With 63% of the votes counted, according to Reuters, the VVD seems to have secured 36 seats in parliament out of 150 members, which corresponds to the expectations of the polls and represents a strengthening of the party’s parliamentary strength.
Rutte, who has been in power for a decade, thanked the electorate for the “overwhelming vote of confidence” that will enable him to be the longest-serving head of the Dutch government. The prime minister acknowledged that “everything has not gone well in the last ten years” but guaranteed that he has “another ten years of energy”.
“The main topic for the next few years is rebuilding the country from the coronavirus,” said Rutte.
The elections were brought forward after the government resigned in January after a scandal surrounding the denial of family allowances to 26,000 candidates with “foreign surnames” surfaced.
The big surprise of election night was the good result of the D66, a progressive and European liberal party, which took second place and managed to elect 24 MPs in 2017, five more than in the last election. The performance was celebrated by the party leader Sigrid Kaag with a dance on the table. The result is “a great responsibility”.
The D66 succeeds in dethroning the Christian Democratic Alliance (CDA) as the second most powerful partner in the future government coalition. The Christian Democrats lost five seats in parliament under the current finance minister, Wopke Hoekstra.

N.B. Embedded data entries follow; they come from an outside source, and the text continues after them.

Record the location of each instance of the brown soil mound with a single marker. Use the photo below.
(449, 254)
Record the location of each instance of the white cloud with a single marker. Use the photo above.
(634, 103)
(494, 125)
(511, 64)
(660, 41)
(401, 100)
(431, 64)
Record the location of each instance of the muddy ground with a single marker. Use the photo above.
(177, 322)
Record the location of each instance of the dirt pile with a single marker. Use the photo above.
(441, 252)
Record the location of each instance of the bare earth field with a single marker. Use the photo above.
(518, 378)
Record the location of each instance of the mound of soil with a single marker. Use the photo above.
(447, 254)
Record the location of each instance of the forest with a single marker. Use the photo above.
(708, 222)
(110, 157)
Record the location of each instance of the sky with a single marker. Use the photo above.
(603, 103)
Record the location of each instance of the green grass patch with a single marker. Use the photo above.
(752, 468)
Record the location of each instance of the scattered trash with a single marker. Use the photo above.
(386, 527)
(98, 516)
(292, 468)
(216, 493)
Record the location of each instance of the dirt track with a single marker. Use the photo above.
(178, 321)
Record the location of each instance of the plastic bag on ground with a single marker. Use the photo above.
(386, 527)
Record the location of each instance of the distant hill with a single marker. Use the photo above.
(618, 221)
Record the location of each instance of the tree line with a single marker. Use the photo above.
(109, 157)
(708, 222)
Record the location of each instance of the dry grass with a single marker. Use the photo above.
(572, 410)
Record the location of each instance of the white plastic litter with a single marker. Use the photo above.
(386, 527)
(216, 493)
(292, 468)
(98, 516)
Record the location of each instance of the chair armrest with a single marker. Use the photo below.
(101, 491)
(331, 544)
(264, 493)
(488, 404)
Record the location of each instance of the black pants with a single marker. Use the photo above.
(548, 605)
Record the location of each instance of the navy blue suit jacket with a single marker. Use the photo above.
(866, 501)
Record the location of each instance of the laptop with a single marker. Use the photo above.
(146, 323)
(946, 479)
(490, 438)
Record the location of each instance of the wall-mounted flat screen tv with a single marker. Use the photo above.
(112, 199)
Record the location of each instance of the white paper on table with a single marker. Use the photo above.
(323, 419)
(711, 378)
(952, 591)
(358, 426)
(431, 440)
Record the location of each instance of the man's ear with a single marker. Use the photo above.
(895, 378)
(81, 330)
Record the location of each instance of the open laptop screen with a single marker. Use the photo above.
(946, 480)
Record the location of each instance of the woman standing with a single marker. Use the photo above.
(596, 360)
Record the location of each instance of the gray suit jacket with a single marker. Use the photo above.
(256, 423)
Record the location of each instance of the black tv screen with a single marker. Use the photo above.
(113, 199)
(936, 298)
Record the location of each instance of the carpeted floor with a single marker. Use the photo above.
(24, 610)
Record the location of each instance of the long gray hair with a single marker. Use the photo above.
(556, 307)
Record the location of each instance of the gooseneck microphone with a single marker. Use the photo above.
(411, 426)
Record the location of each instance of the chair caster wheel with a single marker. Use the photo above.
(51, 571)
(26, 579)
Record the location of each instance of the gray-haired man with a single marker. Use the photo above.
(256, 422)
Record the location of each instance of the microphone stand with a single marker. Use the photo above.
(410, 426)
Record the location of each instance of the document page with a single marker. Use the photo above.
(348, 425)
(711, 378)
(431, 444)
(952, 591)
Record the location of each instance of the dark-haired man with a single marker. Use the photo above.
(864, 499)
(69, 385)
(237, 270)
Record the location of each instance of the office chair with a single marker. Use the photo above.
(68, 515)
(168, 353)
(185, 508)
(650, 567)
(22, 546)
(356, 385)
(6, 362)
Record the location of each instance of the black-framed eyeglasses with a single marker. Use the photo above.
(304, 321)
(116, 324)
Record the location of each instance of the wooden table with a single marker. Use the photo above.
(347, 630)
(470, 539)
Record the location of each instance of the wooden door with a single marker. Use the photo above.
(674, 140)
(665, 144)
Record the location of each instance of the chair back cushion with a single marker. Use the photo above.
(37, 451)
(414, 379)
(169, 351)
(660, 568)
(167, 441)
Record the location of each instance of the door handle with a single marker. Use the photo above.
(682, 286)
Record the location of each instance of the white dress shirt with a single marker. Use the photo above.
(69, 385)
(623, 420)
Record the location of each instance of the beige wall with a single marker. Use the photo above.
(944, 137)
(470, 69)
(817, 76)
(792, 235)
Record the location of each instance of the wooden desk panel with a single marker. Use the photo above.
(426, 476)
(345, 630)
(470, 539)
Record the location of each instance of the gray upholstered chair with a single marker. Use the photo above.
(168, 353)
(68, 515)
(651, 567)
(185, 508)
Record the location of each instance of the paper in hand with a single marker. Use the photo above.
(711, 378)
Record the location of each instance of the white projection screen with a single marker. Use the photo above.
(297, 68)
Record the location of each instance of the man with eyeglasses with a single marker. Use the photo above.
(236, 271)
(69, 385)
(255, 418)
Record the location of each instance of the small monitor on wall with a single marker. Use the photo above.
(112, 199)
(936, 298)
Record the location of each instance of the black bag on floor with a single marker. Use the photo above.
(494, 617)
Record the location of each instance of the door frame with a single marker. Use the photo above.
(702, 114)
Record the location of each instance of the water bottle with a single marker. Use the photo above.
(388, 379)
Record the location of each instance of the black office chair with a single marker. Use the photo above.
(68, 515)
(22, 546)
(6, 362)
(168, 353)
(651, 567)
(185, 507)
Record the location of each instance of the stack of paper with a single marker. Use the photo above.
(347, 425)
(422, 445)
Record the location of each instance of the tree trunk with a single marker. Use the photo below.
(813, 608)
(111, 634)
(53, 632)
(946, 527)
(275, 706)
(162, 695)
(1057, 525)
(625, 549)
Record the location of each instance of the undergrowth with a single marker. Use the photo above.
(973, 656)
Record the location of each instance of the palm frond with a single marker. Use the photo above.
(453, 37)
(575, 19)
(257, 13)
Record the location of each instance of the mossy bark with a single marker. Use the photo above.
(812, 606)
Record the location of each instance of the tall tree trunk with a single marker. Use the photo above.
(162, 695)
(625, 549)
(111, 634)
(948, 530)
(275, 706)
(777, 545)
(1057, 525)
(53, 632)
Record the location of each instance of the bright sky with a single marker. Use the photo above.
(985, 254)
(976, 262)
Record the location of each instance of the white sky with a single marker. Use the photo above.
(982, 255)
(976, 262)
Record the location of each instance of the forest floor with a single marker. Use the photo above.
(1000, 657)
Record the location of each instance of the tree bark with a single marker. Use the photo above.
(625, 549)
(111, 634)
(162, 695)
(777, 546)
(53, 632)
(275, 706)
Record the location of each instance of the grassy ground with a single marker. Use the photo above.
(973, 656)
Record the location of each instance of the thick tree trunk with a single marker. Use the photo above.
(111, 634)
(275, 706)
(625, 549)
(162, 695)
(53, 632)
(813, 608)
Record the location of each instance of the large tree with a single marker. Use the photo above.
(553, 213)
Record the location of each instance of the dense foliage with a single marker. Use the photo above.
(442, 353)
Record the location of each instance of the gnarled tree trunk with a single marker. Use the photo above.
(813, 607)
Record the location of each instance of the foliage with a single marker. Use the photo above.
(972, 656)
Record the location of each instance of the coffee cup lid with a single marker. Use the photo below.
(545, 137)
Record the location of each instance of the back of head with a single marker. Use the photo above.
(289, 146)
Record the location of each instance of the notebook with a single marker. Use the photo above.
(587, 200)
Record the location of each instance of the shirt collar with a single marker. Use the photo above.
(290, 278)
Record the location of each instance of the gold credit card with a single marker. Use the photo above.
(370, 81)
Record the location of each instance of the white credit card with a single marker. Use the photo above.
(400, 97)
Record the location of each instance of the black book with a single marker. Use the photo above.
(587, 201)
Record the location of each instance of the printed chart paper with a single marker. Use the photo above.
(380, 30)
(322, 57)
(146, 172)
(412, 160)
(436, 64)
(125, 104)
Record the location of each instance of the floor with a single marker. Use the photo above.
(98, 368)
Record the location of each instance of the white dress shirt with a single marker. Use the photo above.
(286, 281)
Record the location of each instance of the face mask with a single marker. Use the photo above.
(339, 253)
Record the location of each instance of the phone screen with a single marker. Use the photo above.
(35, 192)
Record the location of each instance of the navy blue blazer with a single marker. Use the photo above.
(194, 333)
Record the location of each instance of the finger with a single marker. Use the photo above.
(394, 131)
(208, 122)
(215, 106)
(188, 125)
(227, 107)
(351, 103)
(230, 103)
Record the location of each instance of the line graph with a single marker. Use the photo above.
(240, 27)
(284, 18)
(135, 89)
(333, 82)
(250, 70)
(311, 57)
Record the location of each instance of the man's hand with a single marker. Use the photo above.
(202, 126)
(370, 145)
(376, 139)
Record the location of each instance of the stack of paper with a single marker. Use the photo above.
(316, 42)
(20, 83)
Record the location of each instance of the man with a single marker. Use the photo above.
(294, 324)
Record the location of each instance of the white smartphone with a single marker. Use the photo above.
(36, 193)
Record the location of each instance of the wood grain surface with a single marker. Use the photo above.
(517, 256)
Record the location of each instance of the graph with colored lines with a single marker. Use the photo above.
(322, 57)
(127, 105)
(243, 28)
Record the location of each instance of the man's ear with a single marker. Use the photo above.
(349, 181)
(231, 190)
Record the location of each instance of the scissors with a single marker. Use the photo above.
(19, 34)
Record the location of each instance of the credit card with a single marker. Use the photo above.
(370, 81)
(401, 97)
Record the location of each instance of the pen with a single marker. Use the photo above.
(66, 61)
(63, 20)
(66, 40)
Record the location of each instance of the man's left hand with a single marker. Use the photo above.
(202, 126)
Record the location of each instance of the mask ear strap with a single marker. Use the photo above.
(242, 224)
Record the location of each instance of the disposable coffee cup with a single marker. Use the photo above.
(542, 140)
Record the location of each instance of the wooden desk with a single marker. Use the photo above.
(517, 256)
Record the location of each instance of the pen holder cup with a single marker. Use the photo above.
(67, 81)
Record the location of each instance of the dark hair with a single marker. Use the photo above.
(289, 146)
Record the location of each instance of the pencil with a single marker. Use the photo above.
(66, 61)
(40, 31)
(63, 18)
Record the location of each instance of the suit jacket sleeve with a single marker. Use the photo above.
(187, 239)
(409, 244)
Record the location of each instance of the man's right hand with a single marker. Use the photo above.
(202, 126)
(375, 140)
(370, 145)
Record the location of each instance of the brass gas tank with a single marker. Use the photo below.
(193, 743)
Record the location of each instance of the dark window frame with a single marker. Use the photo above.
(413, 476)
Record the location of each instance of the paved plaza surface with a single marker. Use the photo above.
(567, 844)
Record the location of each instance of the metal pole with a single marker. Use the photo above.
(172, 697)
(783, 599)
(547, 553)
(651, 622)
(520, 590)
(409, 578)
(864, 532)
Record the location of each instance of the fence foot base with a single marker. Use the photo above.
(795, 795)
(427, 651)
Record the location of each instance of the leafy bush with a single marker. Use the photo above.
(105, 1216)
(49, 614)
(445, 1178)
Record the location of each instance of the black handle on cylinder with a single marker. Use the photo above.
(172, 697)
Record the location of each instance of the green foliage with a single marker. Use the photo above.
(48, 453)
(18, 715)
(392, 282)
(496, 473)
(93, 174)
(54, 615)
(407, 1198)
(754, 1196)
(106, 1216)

The partial results suggest that a coalition between the three most elected parties does not have enough MPs to guarantee a parliamentary majority, which forces negotiations with smaller formations. History shows that this period can take several months – in 2017 it took 208 days to form a manager.
The Geert Wilders’ Freedom Party (PVV, far right) was punished in the elections and lost three places. However, this political family has never been so well represented in the Dutch parliament. The Democracy Forum, another extremist formation, secured eight MPs and another newly formed party, JA21, elected four. The opposition of these parties to the containment measures, which led to violent demonstrations earlier in the year, may have been one of the success factors.
The left-wing parties were punished the most, as they were not supposed to have more than 25 seats in parliament. PvdA workers maintained a group of nine MPs, but the Socialist Party and the Green Left were cut in half. “The Netherlands voted and it was not the left,” admitted socialist leader Lilian Marijnisse.
The first parliamentary elections in the European Union since the pandemic began took place over three days due to health containment measures. In the first two cases, voting was reserved for the population at risk, the elderly and the sick.